Professor Roht-Arriaza bravely attempts to map the disparate safeguards of U.S. agencies, and finds (1) “inconsistency is the constant,” (2) agencies interpret and implement specific safeguards inconsistently, (3) agency leaders and staff are ill-equipped to apply (or not interested in applying) safeguards diligently, (4) staff and subcontractors will often simply check the appropriate boxes without actually doing anything, and (5) very little reform results from reported safeguard failures.
Professor Roht-Arriaza notes that the current Administration is rethinking its approach to foreign aid, and Congress increasingly monitors how the money it budgets is spent. With “increasing worries that U.S. policy will favor unbridled resource extraction,” the time is ripe to improve safeguards. Professor Roht-Arriaza suggests that researchers should find best practices from multiple agencies to create a minimum standard that would protect human and nonhuman communities, specify agency roles and responsibilities, create a core set of requirements for consulting with affected communities, and establish clear monitoring and grievance procedures. Given the heterogeneity of agencies’ cultures and missions, each could develop a specific protocol for implementing core safeguards for the specific kinds of projects they fund.

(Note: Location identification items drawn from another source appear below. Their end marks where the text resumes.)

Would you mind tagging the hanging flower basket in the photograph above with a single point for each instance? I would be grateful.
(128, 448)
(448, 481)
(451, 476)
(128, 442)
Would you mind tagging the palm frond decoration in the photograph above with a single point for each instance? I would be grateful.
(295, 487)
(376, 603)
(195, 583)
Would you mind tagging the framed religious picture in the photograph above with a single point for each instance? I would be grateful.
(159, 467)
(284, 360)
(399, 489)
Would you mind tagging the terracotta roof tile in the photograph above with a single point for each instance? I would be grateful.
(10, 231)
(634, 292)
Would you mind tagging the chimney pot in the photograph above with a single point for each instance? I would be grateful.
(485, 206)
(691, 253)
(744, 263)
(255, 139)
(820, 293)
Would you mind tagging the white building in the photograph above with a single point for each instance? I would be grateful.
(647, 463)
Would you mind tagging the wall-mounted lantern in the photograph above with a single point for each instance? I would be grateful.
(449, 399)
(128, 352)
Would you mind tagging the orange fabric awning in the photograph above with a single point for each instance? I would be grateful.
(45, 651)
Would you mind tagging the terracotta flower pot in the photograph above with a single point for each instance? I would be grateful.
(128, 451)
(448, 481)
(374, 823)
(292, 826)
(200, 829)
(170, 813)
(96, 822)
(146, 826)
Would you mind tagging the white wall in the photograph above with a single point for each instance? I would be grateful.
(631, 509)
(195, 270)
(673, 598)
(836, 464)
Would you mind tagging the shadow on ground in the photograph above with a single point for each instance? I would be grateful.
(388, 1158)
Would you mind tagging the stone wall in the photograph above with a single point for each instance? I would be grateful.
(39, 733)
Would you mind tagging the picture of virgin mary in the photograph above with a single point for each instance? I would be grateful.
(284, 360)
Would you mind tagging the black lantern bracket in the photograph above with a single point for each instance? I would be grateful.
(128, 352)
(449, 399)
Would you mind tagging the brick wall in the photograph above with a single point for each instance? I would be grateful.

She concludes: “It will take an inclusive, imaginative and politically savvy process, with both Congressional and Executive branch buy-in, to move forward, but it can and must be done in order to ensure that our foreign aid dollars are spent effectively, development goals are achieved, and human rights respected.” Given the well-known, frequent failures of international-aid projects, it’s baffling that Professor Roht-Arriaza’s sensible ideas were not implemented decades ago.